Gila Health Resources shall ensure that:

  1. Patients are treated with dignity, respect, and consideration;
  2. Patients are not subjected to:
    1. Abuse;
    2. Neglect;
    3. Exploitation
    4. Coercion;
    5. Manipulation;
    6. Sexual abuse;
    7. Sexual assault;
    8. Except as noted in R9-10-1012(8), restraint or seclusion;
    9. Retaliation for submitting a complaint to the Department of Health Services or another entity;
    10. Misappropriation of personal and private property by Gila Health Resources’ personnel, employees, volunteers or students.

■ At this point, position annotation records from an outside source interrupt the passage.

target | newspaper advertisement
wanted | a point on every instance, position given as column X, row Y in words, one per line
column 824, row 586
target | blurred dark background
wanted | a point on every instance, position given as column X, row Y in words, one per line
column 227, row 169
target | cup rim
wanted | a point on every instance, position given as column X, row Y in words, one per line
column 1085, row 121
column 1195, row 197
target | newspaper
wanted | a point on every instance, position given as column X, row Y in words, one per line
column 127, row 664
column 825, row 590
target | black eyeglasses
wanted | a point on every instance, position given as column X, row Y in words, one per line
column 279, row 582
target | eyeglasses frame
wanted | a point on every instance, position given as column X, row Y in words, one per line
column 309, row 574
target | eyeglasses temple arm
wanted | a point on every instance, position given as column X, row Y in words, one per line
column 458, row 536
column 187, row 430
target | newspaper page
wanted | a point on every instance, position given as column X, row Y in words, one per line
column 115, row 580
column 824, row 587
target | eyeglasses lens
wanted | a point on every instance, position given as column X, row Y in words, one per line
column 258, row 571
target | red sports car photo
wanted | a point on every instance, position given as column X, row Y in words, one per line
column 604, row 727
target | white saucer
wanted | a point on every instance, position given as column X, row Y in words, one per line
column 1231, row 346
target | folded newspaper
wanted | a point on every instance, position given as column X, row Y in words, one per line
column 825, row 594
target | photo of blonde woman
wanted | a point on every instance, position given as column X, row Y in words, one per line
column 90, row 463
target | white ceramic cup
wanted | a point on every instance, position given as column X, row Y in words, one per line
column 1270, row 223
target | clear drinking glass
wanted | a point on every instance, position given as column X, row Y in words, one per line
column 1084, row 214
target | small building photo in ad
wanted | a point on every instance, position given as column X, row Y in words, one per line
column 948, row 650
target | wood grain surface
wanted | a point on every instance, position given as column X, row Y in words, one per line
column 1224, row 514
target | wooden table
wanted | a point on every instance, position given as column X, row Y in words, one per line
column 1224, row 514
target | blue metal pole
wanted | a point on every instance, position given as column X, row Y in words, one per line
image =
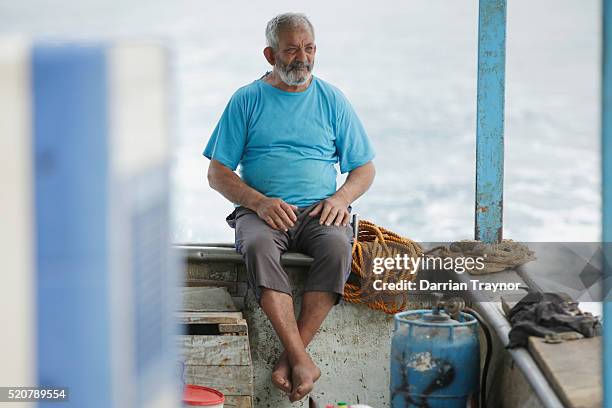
column 490, row 120
column 606, row 224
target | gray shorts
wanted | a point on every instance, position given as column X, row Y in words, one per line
column 261, row 247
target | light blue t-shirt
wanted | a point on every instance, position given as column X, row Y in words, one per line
column 287, row 143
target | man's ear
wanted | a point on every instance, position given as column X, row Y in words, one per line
column 269, row 54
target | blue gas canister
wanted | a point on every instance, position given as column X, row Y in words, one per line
column 435, row 360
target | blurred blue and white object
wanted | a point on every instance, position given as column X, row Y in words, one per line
column 87, row 285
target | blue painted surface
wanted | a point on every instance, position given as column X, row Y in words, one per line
column 490, row 120
column 434, row 364
column 606, row 150
column 69, row 96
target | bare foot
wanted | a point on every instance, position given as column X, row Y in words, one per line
column 281, row 374
column 304, row 375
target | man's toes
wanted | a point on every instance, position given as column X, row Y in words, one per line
column 300, row 392
column 280, row 382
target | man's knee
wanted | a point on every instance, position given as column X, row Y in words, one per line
column 259, row 244
column 335, row 247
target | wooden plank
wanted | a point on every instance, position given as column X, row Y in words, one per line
column 214, row 350
column 234, row 288
column 234, row 401
column 239, row 302
column 219, row 271
column 207, row 299
column 240, row 327
column 208, row 317
column 230, row 380
column 573, row 369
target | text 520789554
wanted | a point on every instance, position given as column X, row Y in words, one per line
column 33, row 394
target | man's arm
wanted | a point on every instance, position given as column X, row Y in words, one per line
column 334, row 210
column 274, row 211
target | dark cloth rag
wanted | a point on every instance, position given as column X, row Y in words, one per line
column 539, row 314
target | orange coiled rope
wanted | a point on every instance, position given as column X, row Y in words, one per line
column 372, row 242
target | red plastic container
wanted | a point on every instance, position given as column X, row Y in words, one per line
column 198, row 396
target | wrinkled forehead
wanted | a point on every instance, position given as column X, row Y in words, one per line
column 300, row 35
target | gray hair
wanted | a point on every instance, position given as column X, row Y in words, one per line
column 285, row 21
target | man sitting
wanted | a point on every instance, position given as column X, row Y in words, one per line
column 287, row 131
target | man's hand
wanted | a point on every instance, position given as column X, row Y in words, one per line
column 333, row 210
column 276, row 213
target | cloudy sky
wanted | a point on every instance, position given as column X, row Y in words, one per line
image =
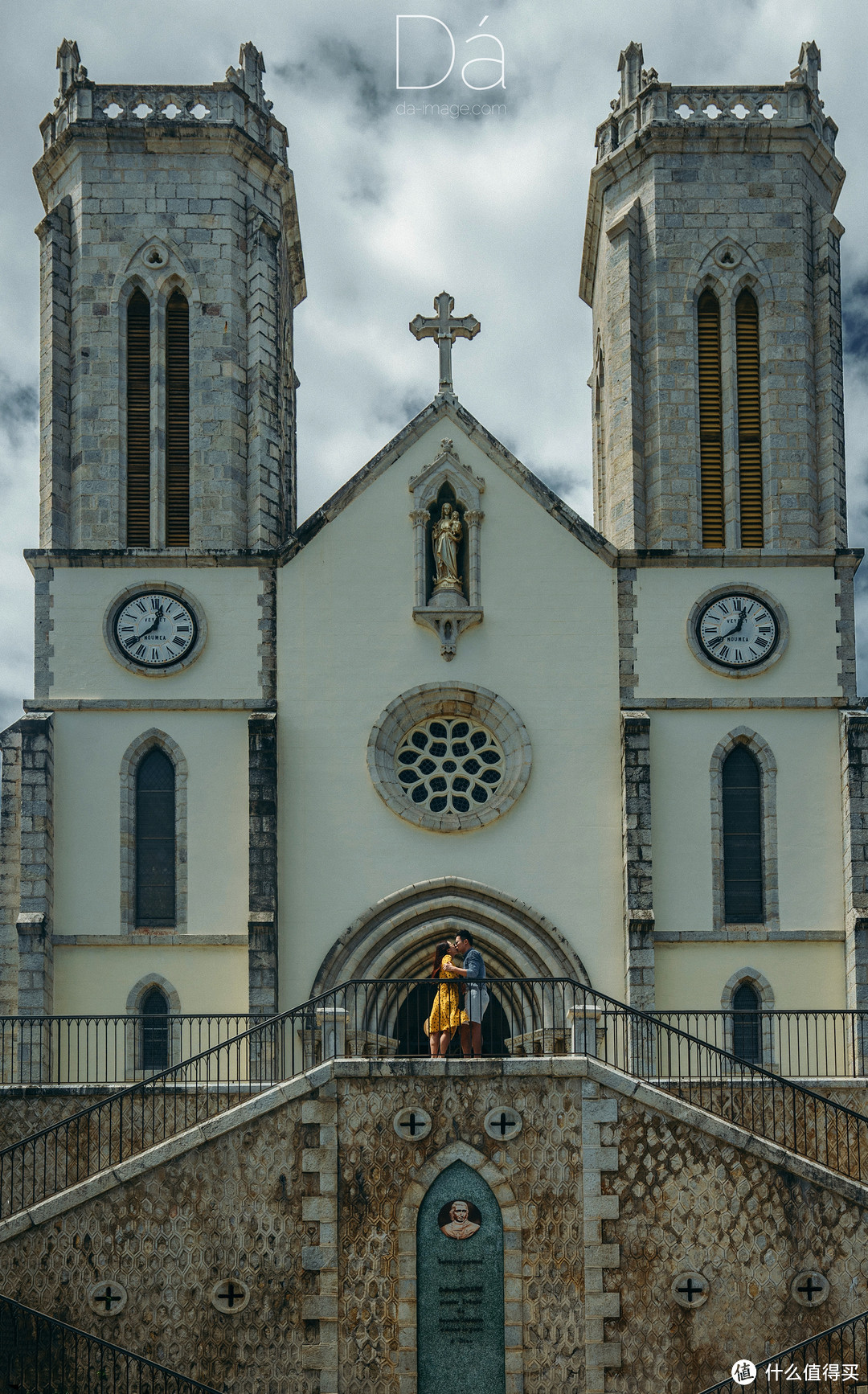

  3. Patients or their representatives:
    1. Except in an emergency, either consent to or refuse treatment:
    2. May refuse or withdraw consent for treatment before treatment is initiated;
    3. Except in an emergency, is informed of alternatives to a proposed psychotropic medication or surgical procedure and associated risks and possible complication of a proposed psychotropic medication or surgical procedure;
    4. Is informed of the following:
      1. Gila Health Resources policy on health care directives, and
      2. The patient complaint process;
    5. Consents to photographs of the patient before a patient is photographed, except that a patient may be photographed when admitted for identification and administrative purposes, and;
    6. Except as otherwise permitted by law, provides written consent to the release of information in the patient’s:
      1. Medical record, or
      2. Financial records.

EFFECTIVE DATE: The original effective date of this notice was February 1, 2004, with revision dates on September 5, 2013, December 12, 2014, and January 20, 2018.